John White recalls childhood memories living in Kent.

We didn't see much of my father's family until I was about 6 or 7. They lived in a house called Abbot's Fireside in the village of Elham. This was a large house at one time an Inn, and then converted into two cottages. It has since been turned into a restaurant. It was built in 1480 and has some beautiful carving over the fireplace.

Quote from The King's England by Arthur Mee 1935 'The Tudor House in the square now in cottages has an oak mantelpiece 1`0 ft long, some of it carved about 1500 and some in 1614. A marvellous piece of craftsmanship, it has four lines of work across it, there some most excellent faces and scenes of angels with dragons, Jonah and the Whale. The Raven bringing food to Elijah, Adam and Eve, and Noah's Dove'.

It was under this mantelpiece in the fireplace, or rather in the chimney, that we used to sit and roast chestnuts to perfection. From the time I was 8, especially at Christmas time there would be seven or eight, sometimes ten grandchildren, all sitting round the fire in the chimney roasting chestnuts while Mums and Dads played cards or drank Grandma White's home brew.
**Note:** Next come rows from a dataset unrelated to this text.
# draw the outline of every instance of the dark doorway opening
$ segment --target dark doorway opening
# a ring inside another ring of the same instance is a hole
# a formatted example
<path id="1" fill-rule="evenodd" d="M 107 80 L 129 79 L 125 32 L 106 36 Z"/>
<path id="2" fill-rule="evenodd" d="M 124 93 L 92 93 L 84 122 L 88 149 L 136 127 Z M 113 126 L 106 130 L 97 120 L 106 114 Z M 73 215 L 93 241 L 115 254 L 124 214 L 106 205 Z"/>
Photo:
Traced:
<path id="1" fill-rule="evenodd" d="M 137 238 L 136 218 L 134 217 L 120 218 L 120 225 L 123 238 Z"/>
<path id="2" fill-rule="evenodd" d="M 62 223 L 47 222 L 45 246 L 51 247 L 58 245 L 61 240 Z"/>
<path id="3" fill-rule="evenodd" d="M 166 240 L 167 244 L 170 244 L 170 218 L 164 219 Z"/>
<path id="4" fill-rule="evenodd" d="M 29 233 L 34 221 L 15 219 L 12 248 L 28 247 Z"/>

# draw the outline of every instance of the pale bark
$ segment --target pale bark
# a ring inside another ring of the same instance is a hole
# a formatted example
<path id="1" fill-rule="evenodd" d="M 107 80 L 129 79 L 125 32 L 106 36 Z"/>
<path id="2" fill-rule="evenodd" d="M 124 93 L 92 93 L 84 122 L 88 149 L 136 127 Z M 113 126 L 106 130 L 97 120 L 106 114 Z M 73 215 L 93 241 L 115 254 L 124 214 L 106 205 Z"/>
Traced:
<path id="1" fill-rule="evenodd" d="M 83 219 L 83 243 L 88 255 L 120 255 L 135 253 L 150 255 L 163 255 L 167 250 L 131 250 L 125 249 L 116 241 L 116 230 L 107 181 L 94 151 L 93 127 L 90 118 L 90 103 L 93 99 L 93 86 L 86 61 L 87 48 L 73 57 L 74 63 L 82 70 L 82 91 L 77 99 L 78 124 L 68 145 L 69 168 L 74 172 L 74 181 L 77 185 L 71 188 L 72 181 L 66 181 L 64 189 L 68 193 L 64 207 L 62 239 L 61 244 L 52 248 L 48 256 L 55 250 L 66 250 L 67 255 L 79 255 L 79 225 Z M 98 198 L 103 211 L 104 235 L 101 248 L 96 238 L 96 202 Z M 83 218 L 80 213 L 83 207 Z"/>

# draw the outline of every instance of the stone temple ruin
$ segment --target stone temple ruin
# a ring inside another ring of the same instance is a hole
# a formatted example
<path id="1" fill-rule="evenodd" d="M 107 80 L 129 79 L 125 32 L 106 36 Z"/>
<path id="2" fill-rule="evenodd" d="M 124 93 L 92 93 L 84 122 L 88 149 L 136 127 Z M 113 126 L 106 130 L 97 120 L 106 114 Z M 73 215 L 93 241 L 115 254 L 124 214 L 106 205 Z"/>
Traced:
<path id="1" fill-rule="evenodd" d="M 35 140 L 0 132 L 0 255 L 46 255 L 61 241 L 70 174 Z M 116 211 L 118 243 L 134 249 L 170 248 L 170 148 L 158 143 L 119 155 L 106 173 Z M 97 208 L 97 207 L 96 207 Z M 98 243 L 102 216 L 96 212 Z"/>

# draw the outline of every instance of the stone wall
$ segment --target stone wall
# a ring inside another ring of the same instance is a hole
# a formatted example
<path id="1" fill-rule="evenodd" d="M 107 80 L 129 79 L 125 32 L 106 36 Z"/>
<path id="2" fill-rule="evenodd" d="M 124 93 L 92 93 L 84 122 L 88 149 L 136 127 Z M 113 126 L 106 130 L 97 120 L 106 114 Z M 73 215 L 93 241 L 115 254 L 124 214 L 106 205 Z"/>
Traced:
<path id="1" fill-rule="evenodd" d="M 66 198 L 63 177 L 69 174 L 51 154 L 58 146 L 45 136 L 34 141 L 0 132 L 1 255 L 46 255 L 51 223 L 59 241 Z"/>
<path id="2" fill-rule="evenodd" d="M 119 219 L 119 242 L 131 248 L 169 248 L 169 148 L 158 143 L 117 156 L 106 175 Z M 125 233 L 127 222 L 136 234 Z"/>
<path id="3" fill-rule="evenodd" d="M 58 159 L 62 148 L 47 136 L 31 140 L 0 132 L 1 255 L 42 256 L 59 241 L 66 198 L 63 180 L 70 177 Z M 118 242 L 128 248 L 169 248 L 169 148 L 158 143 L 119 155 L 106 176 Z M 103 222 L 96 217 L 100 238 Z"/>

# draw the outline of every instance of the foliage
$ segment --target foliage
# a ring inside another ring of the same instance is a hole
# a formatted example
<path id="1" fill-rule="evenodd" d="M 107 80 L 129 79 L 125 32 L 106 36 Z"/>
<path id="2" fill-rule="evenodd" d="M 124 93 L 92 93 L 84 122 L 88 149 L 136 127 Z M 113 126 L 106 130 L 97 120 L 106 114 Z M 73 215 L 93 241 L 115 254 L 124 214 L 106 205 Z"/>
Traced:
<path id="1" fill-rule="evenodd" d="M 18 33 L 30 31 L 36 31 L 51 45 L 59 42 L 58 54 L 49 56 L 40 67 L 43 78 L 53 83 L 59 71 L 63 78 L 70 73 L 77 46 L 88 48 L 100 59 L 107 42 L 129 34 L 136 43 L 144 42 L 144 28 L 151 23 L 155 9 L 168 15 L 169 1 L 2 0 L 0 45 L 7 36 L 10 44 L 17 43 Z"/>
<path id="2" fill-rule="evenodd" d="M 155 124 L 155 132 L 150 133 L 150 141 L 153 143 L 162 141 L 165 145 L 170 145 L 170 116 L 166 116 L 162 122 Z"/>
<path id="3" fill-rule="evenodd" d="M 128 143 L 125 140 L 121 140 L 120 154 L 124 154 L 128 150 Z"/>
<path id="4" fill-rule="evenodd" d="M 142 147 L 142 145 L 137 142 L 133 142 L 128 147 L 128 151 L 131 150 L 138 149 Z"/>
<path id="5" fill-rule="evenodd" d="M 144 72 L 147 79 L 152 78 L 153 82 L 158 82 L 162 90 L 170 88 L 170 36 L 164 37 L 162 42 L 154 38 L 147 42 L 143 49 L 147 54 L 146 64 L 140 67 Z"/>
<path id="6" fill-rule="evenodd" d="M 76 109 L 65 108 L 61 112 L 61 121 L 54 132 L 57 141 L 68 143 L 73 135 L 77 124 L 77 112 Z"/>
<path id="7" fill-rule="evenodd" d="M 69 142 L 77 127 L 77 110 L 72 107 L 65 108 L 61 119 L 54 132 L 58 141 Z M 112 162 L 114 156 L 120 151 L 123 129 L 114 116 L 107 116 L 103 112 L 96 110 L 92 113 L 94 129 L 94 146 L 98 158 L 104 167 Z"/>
Don't forget boys on the left and girls on the right with an aunt on the bench where the sexes met!

Granddad White was only 5 ft 4' and not a very heavily built man. He used to be the wagoner at North Elham in his working life and they say his team of horses would do just about anything he wanted them to do, and he didn't have to raise his voice even, though sometimes he would have six or eight horses in his team.

Grandma White was a big woman almost 6 ft tall and weighing 16 or 17 stone. Unfortunately no one ever mentioned her family, but they did say that when times were really bad and food was in short supply when she was a little girl, they would catch hedgehogs, roll them in clay and cook them in an open fire.

Then they would rake them out, break the clay and the skin and guts would come off like crackling off pork

There was quite a family of Whites, twelve of them. There were nineteen grandchildren so at Christmas time when they all came together as in 1938 there was quite a gathering.